Mais de la première partie de son existence, il garde un réflexe irrésistible : ne jamais s’endormir sans avoir ouvert un livre. Et un souvenir à jamais envolé ; ces parties de rugby sauvage de son village, dans le pré du Château de Castelbajac, que la famille aristocratique laissait libre. « Nous utilisons des peupliers en guise de poteaux. Il y avait des gars de tout âge, de cinq ans à quatorze ans. J’étais souvent capitaine et j’arbitrais tout en jouant, avec un ballon en caoutchouc ou un béret. Des gars de Mirande venus en voisin s’en souviennent et me reprochent encore mes erreurs. J’avais accordé un drop-goal qui parait-il n’avait pas touché le sol.  On commençait à 14 heures, on finissait à la nuit. J’ai toujours pensé que c’était l’expérience la plus formatrice, le plus beau des rugbys. Je l’ai dit dans une commission de la FFR. Les jeunes se respectent entre eux, celui de 14 ans va faire attention à celui de huit ans.
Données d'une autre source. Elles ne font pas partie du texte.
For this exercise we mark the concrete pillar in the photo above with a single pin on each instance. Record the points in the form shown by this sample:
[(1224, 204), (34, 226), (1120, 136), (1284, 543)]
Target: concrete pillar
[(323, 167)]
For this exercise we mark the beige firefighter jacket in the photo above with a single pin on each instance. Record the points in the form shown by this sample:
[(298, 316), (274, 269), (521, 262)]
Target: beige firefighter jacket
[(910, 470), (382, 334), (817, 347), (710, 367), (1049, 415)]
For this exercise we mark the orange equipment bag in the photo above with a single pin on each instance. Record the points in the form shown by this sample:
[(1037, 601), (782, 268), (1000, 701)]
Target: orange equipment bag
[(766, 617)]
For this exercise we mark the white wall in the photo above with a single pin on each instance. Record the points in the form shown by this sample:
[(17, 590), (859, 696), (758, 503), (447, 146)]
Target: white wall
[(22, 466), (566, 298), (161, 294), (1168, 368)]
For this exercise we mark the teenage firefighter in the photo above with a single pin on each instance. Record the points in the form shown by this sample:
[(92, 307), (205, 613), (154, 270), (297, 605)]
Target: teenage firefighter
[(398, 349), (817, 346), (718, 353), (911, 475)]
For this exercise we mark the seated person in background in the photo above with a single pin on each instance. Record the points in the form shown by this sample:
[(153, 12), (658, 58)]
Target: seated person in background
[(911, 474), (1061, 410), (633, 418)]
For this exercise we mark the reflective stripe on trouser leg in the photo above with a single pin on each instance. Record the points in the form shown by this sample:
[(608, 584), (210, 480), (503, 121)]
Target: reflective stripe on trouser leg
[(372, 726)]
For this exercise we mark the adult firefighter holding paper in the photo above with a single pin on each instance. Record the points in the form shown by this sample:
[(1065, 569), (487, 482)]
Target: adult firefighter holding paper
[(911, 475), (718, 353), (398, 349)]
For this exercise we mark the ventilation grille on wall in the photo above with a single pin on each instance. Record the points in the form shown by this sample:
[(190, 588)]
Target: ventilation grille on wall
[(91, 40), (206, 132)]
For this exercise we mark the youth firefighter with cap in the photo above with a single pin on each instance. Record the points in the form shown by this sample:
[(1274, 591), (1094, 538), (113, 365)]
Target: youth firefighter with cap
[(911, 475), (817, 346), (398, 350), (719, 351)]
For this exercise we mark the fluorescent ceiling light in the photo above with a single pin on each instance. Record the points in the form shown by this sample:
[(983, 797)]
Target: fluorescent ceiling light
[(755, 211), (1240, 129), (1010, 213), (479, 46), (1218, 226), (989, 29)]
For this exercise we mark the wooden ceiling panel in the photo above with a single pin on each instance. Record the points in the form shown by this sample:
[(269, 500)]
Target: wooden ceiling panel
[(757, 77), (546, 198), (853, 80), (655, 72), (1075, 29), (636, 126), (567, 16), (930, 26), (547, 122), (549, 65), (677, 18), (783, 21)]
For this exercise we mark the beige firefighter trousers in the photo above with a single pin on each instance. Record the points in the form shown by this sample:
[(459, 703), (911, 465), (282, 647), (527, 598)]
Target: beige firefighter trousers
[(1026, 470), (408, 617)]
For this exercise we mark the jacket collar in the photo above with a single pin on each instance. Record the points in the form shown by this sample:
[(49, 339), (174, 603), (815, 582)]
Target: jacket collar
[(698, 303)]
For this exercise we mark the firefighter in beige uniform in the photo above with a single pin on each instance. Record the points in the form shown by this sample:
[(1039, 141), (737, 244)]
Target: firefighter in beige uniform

Ils imitent leurs aînés tout en laissant leur créativité parler. C’était une autre version de notre guerre des boutons. Mais hélas, on ne voit plus ça, sauf vaguement dans les en-buts des matchs des grands. Parfois, sans savoir pourquoi, on passait au football où on rejouait le Tour de France et la côte voisine devenait notre Tourmalet ».